McCarthy, likewise considered JFK a supporter. So much so that in 1952, as JFK took on Henry Cabot Lodge for the Senate, McCarthy privately supported JFK. McCarthy already had an intense dislike of Lodge, and had such a good rapport with the Kennedys that the decision was easy for him. Lodge would be the *only* Republican Senate candidate that McCarthy made no active campaign for, and William F. Buckley, Jr. was present when McCarthy received from a phone call from the RNC asking McCarthy to make an appearance for Lodge. But when McCarthy hung up, he told Buckley that his preference was for Kennedy. (18)
Two years later, when McCarthy's support collapsed and the Senate took up a resolution of censure, JFK was absent from the debate, recuperating from back surgery. He would be the only Democratic Senator not to publicly declare support for McCarthy's censure, even though he could easily have declared his feelings for the public record. As it was, he had instructed Ted Sorenson to draft a statement of support for censure on very narrow grounds, in which, as Schlesinger and Reeves note, made no mention whatsoever of civil liberties, and had more to do with McCarthy's employment of Roy Cohn. In the undelivered statement, JFK was quick to distance himself from the resolution's assertion that McCarthy's actions had harmed America's image abroad, and also stressed the long period of support he had given to McCarthy and his cause.
"This issue involves neither the motives nor the sincerity of the Junior Senator from Wisconsin. Many times I have voted with Senator McCarthy for the full appropriation of funds for his committee, for his amendment to reduce our assistance to nations trading with communists, and on other matters. I have not sought to end his investigations of communist subversion, nor is the pending measure related to either the desirability or continutation of those investigations." (19)
JFK could easily have delivered this statement from his hospital bed, but in the end, he couldn't bring himself to do it. Ted Sorenson admitted in 1971 that he felt that JFK deliberately ducked him on that matter. And JFK admitted it to another friend, Charles Spalding just prior to his release. Here is Spalding's recollection of what JFK said.
"You know, when I get downstairs I know exactly what's going to happen. Those reporters are going to lean over my stretcher. There's going to be about ninety-five faces bent over me with great concern, and everyone of those guys is going to say, 'Now Senator, what about McCarthy?' Do you know what I'm going to do? I'm going to reach back for my back and I'm just going to yell 'Oow' and then I'm going to pull the sheet over my head and hope we can get out of there." (20)
Not until 1956, would JFK issue a public statement supporting McCarthy's censure, and even then it was only because his political future dictated it. "Even my Dad is against McCarthy now," he remarked in private, "And if he is, then McCarthy has nobody left." (21)

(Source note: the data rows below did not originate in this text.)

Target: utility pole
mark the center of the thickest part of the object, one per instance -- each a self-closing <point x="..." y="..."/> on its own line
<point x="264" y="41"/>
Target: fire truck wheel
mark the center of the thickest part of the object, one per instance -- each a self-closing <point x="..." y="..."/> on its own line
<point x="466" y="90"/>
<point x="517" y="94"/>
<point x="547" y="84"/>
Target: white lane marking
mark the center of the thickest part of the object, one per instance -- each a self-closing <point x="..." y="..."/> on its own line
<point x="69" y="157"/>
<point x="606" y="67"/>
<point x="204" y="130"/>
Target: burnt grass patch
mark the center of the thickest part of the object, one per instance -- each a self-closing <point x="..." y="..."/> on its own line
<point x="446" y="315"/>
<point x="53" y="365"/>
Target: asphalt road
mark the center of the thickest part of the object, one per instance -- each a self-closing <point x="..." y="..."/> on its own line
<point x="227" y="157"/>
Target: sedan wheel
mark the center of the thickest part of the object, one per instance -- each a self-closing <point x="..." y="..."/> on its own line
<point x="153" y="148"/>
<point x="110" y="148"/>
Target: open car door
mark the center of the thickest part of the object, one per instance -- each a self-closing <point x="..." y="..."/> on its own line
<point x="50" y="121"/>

JFK's after-the-fact conversion to anti-McCarthyism did not impress the party liberals. Eleanor Roosevelt, the beloved symbol of the liberals openly berated JFK in 1956 at the Democratic Convention for not having taken a stand against McCarthy, and repeated her mistrust of JFK in an interview for Look magazine in 1958. The lingering image of JFK and the McCarthy connections was another reason why JFK was challenged from the left in 1960. (22)

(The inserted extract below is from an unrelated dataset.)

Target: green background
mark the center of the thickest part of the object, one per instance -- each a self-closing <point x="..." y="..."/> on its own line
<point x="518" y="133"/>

JFK may have regretted the McCarthy connection in later years, but the assertion of the JFK-As-Progressive advocates that he was never close to, nor sympathetic to McCarthy during the critical years prior to 1954 is totally contradicted by JFK's own words and deeds. As with the friendship with Nixon, the confirmation comes not from conservatives spreading rumors, but from JFK's own friends.
(14) Congressional Record, January 29, 1949.
(15) op. cit. Mallan, 10-11.
(16) Thomas Reeves, The Life and Times of Joe McCarthy (New York, 1982), 203.
(17) Arthur Schlesinger, Jr. Robert Kennedy and His Times (New York, 1978), 119.
(18) William F. Buckley Jr., column. September 30, 1962.
(19) Ted Sorenson Papers, JFK Library.
(20) Thomas Reeves, A Question of Character (New York, 1991), 123. Based on author's interview with Spalding.
(21) Reeves, A Question of Character, 124.